Bragging about yoga isn't right really is it? The principles of yoga is practice and enjoyment. "Improvements" are just a progression, whether appreciated, shared or not. They are there a side effect of the journey but not a necessary result of the journey. That doesn't stop me appreciating them though.

I have been reading Yoga Girl by and about Rachel Brethen and yoga, strangely enough. Not money for old rope as such since many of her early posts online are so far in the mists of time I won't ever find them and it's good to know the history of a person and it's good to have a beautiful book to look at.

Furthermore her book brings forward many of the philosophies of yoga previously undisclosed to me by stuffy old man books and inaccessible classes. I only started practising again this year because my gym gave me the opportunity of classes without commitment. It's typical that this has been my quiet period at work and I have been consistently attending. Classes are ok but don't teach philosophies, just movement. Rachel's book brings out the yogic practice as it applies to modern life not in the eyes of Mr Iyengar and his water-snorting freaky achievements which seem so freakishly unachievable.

Somehow it seems much more achievable when I see them done by a beautiful blonde woman on a paddle board in the Caribean.

I have been over enthusiastic and rushed my yoga. I haven't hurt myself but I was uncomfortable so I reined myself in and now take great joy from small improvement and work hard until I wobble on areas where I am weak like my core, hips and hamstring flexibility.

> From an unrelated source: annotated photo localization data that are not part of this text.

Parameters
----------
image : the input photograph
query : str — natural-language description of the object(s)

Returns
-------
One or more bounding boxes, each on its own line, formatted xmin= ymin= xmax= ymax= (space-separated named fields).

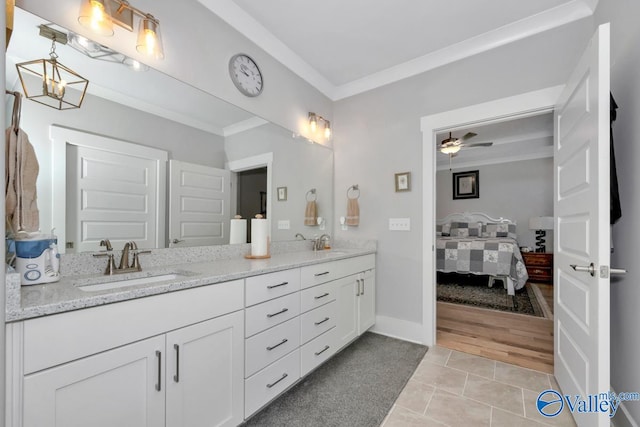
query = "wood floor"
xmin=436 ymin=284 xmax=554 ymax=373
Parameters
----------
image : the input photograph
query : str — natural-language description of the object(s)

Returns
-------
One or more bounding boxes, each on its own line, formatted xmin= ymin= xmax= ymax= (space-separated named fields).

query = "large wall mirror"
xmin=5 ymin=7 xmax=333 ymax=253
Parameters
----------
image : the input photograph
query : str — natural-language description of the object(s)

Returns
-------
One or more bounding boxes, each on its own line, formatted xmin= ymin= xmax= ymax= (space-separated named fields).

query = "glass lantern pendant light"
xmin=16 ymin=27 xmax=89 ymax=110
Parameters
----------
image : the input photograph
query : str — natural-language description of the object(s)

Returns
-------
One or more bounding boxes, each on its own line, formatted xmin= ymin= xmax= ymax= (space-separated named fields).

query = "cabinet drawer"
xmin=528 ymin=267 xmax=553 ymax=281
xmin=300 ymin=262 xmax=340 ymax=289
xmin=300 ymin=300 xmax=337 ymax=344
xmin=300 ymin=327 xmax=337 ymax=377
xmin=245 ymin=269 xmax=301 ymax=307
xmin=245 ymin=293 xmax=300 ymax=338
xmin=245 ymin=349 xmax=300 ymax=418
xmin=300 ymin=280 xmax=337 ymax=313
xmin=245 ymin=317 xmax=300 ymax=378
xmin=522 ymin=253 xmax=553 ymax=267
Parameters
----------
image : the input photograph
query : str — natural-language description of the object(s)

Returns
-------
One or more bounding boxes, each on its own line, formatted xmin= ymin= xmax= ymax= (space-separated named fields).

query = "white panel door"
xmin=67 ymin=145 xmax=160 ymax=252
xmin=169 ymin=160 xmax=231 ymax=247
xmin=165 ymin=311 xmax=244 ymax=427
xmin=554 ymin=23 xmax=610 ymax=427
xmin=23 ymin=335 xmax=165 ymax=427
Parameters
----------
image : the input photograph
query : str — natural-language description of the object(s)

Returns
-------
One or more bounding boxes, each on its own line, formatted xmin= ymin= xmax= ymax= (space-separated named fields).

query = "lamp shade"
xmin=529 ymin=216 xmax=554 ymax=230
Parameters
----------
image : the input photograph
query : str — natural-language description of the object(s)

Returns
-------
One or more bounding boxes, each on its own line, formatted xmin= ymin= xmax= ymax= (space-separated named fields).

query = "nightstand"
xmin=521 ymin=252 xmax=554 ymax=283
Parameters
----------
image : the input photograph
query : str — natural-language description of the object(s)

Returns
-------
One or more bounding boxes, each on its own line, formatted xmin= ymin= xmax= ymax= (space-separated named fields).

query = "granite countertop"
xmin=6 ymin=246 xmax=375 ymax=322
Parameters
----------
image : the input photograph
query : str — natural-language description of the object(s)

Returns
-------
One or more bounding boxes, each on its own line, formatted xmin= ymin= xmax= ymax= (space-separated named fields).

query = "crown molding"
xmin=199 ymin=1 xmax=593 ymax=101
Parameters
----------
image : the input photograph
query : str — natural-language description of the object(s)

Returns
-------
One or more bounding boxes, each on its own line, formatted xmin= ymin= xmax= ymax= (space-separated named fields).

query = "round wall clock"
xmin=229 ymin=53 xmax=264 ymax=97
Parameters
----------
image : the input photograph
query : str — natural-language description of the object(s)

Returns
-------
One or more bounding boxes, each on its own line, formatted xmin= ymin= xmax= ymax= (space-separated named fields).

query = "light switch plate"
xmin=389 ymin=218 xmax=410 ymax=231
xmin=277 ymin=220 xmax=290 ymax=230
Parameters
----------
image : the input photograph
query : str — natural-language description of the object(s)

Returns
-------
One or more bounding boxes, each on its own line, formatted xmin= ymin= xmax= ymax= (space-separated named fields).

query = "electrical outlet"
xmin=277 ymin=220 xmax=290 ymax=230
xmin=389 ymin=218 xmax=411 ymax=231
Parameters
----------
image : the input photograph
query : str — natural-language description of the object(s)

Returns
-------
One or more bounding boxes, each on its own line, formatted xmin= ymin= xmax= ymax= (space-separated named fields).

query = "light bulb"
xmin=324 ymin=122 xmax=331 ymax=139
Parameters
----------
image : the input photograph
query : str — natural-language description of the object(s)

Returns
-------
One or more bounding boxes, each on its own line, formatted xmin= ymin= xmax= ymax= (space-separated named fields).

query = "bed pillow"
xmin=436 ymin=223 xmax=450 ymax=236
xmin=483 ymin=222 xmax=517 ymax=240
xmin=449 ymin=221 xmax=482 ymax=237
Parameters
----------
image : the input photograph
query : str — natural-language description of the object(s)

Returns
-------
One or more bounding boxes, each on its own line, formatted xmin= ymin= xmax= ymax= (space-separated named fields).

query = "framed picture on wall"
xmin=394 ymin=172 xmax=411 ymax=192
xmin=452 ymin=170 xmax=479 ymax=199
xmin=277 ymin=186 xmax=287 ymax=201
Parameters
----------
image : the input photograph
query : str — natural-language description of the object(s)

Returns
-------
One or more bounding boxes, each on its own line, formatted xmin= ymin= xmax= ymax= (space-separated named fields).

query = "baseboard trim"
xmin=611 ymin=386 xmax=639 ymax=427
xmin=370 ymin=315 xmax=424 ymax=345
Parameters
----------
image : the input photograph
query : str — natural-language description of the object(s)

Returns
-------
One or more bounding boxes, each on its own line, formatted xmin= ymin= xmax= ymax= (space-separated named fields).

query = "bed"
xmin=436 ymin=212 xmax=529 ymax=297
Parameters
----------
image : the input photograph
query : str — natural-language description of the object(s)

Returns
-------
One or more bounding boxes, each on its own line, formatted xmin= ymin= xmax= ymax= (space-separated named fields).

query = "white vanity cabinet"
xmin=335 ymin=266 xmax=376 ymax=350
xmin=9 ymin=280 xmax=245 ymax=427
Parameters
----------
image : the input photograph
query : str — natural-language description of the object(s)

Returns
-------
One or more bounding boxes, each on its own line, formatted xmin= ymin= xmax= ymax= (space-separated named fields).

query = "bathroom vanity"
xmin=5 ymin=245 xmax=375 ymax=427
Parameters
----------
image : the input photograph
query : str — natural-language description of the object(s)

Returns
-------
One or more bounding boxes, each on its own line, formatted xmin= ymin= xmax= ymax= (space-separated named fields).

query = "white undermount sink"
xmin=76 ymin=272 xmax=189 ymax=292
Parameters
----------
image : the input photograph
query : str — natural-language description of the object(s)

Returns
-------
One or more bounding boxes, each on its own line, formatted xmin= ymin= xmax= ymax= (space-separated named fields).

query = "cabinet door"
xmin=166 ymin=310 xmax=244 ymax=427
xmin=358 ymin=269 xmax=376 ymax=334
xmin=335 ymin=275 xmax=358 ymax=350
xmin=23 ymin=335 xmax=166 ymax=427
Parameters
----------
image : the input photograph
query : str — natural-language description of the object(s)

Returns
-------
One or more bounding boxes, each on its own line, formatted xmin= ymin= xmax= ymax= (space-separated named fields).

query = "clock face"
xmin=229 ymin=54 xmax=263 ymax=97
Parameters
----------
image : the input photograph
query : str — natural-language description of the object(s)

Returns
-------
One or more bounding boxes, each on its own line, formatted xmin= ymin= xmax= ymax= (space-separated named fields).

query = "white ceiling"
xmin=200 ymin=0 xmax=597 ymax=100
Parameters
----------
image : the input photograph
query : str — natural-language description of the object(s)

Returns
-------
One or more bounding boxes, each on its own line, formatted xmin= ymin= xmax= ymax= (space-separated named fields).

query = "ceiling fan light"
xmin=440 ymin=145 xmax=461 ymax=155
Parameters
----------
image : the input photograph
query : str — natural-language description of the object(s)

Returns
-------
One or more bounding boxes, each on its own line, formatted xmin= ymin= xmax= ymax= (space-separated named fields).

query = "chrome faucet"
xmin=295 ymin=233 xmax=306 ymax=240
xmin=312 ymin=234 xmax=331 ymax=251
xmin=93 ymin=240 xmax=151 ymax=275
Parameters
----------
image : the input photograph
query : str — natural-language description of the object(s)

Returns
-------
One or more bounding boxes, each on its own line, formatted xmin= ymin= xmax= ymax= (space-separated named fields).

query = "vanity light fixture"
xmin=16 ymin=26 xmax=89 ymax=110
xmin=78 ymin=0 xmax=164 ymax=60
xmin=308 ymin=112 xmax=331 ymax=139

So my achievement, quietly tucked away on my blog is that I reached my shoulder stand right back over my head today and held it for some time. I did a forward bend that finally reached my toes for the first time in years. The soles of my feet seem so much closer tonight. Finally, I spent my morning helping someone out at work. Just doing something so they didn't have to while they were away. It was great.

I am remembering a me from many years ago. I am slowly coaxing out someone who didn't judge and despair and rant and finding the helpful positive person who smiled at a day that was average and said, 'You know what? That was alright'.